When young women of reproductive age are infected with HIV, they can pass along the virus to their children. Although this happens less frequently than was originally feared, 97 percent of infants infected between 1993 and 2003 acquired the virus from their mothers (8).

Initiatives are underway to produce the AIDS “cocktail” in cheap, easy to use pills for distribution in areas where the prevalence of the disease is high (6), but these drugs do not cure the disease. If effective microbiocides can be researched and developed, and if women can be taught to use them regularly, the viral entry inhibitor approach of Lederman et al. could prevent millions of new infections in the years to come. The potential benefits of such research are great enough to call for generous funding.

References

1. Arndt C, Lewis J. The HIV/AIDS pandemic in South Africa: sectoral impacts and unemployment. J Int Dev 2001; 13: 427-450.

2. Barre-Sinoussi, F., Chermann, J. C., Rey, F., Nugeyre, M. T., Chamaret, S., Gruest, J., et al. (1983). Isolation of a T-lymphotropic retrovirus from a patient at risk for acquired immune deficiency syndrome (AIDS). Science, 220(4599), 868-871.
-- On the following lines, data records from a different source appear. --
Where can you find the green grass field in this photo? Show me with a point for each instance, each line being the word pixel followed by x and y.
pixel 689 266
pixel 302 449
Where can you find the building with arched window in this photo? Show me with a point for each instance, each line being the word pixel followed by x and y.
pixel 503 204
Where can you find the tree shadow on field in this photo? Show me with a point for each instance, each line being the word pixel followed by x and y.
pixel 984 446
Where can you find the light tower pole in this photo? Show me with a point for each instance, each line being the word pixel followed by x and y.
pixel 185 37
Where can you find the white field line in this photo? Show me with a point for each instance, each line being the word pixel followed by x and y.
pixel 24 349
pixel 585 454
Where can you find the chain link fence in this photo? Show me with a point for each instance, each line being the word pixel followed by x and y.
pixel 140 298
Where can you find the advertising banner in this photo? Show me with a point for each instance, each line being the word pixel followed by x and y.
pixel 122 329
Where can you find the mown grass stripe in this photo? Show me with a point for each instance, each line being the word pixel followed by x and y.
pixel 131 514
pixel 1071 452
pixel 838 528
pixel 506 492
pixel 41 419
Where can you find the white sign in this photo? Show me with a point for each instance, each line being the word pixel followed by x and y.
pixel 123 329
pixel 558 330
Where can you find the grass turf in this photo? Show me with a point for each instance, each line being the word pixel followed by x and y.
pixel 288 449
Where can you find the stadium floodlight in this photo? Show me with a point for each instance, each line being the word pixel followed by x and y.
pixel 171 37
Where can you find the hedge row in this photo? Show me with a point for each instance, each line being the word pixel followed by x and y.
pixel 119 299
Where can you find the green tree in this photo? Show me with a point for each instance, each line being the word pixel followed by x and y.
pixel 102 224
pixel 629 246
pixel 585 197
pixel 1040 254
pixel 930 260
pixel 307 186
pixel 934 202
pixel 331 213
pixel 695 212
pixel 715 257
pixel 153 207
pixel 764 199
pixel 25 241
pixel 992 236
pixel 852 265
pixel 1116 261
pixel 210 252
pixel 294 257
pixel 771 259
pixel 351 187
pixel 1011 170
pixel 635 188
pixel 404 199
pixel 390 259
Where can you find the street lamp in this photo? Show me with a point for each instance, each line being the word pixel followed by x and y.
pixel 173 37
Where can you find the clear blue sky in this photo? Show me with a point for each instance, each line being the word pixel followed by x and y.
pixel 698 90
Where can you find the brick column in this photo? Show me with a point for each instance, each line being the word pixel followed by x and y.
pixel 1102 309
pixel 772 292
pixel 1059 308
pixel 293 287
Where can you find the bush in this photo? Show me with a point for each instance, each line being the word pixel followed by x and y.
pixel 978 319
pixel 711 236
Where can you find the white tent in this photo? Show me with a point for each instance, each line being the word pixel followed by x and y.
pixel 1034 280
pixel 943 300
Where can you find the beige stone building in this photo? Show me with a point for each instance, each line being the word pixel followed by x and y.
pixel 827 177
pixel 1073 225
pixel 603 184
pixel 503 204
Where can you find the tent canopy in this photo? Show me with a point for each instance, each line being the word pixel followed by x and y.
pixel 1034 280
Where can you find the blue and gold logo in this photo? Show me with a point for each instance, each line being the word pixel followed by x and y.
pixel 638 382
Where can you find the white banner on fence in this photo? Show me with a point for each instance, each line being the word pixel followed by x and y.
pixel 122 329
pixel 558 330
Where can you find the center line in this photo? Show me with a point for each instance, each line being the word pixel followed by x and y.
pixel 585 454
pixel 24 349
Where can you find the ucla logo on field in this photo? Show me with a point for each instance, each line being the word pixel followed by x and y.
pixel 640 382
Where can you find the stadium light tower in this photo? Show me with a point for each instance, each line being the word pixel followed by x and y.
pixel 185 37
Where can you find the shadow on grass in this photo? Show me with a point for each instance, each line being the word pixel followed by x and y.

3. Bour, S., Geleziunas, R., & Wainberg, M. A. (1995). The human immunodeficiency virus type 1 (HIV-1) CD4 receptor and its central role in promotion of HIV-1 infection. Microbiol Rev, 59(1), 63-93.

4. Dixon, S., McDonald, S., & Roberts, J. (2002). The impact of HIV and AIDS on Africa’s economic development. Bmj, 324(7331), 232-234.

5. Feng, Y., Broder, C. C., Kennedy, P. E., & Berger, E. A. (1996). HIV-1 entry cofactor: functional cDNA cloning of a seven-transmembrane, G protein-coupled receptor. Science, 272(5263), 872-877.

6. Laurent, C., Kouanfack, C., Koulla-Shiro, S., Nkoue, N., Bourgeois, A., Calmy, A., et al. (2004). Effectiveness and safety of a generic fixed-dose combination of nevirapine, stavudine, and lamivudine in HIV-1-infected adults in Cameroon: open-label multicentre trial. Lancet, 364(9428), 29-34.

7. Lederman, M. M., Veazey, R. S., Offord, R., Mosier, D. E., Dufour, J., Mefford, M., et al. (2004). Prevention of vaginal SHIV transmission in rhesus macaques through inhibition of CCR5. Science, 306(5695), 485-487.

8. Stine, G. J. (2004). AIDS Update (2004). Englewood Cliffs, N.J.: Prentice Hall.

9. UNAIDS AIDS Epidemic Update: 2004 (December, 2004). Joint United Nations Programme on HIV/AIDS (UNAIDS) and World Health Organization, 2004, p. 8-17.

10. Zimmerman, P. A., Buckler-White, A., Alkhatib, G., Spalding, T., Kubofcik, J., Combadiere, C., et al. (1997). Inherited resistance to HIV-1 conferred by an inactivating mutation in CC chemokine receptor 5: studies in populations with contrasting clinical phenotypes, defined racial background, and quantified risk. Mol Med, 3(1), 23-36.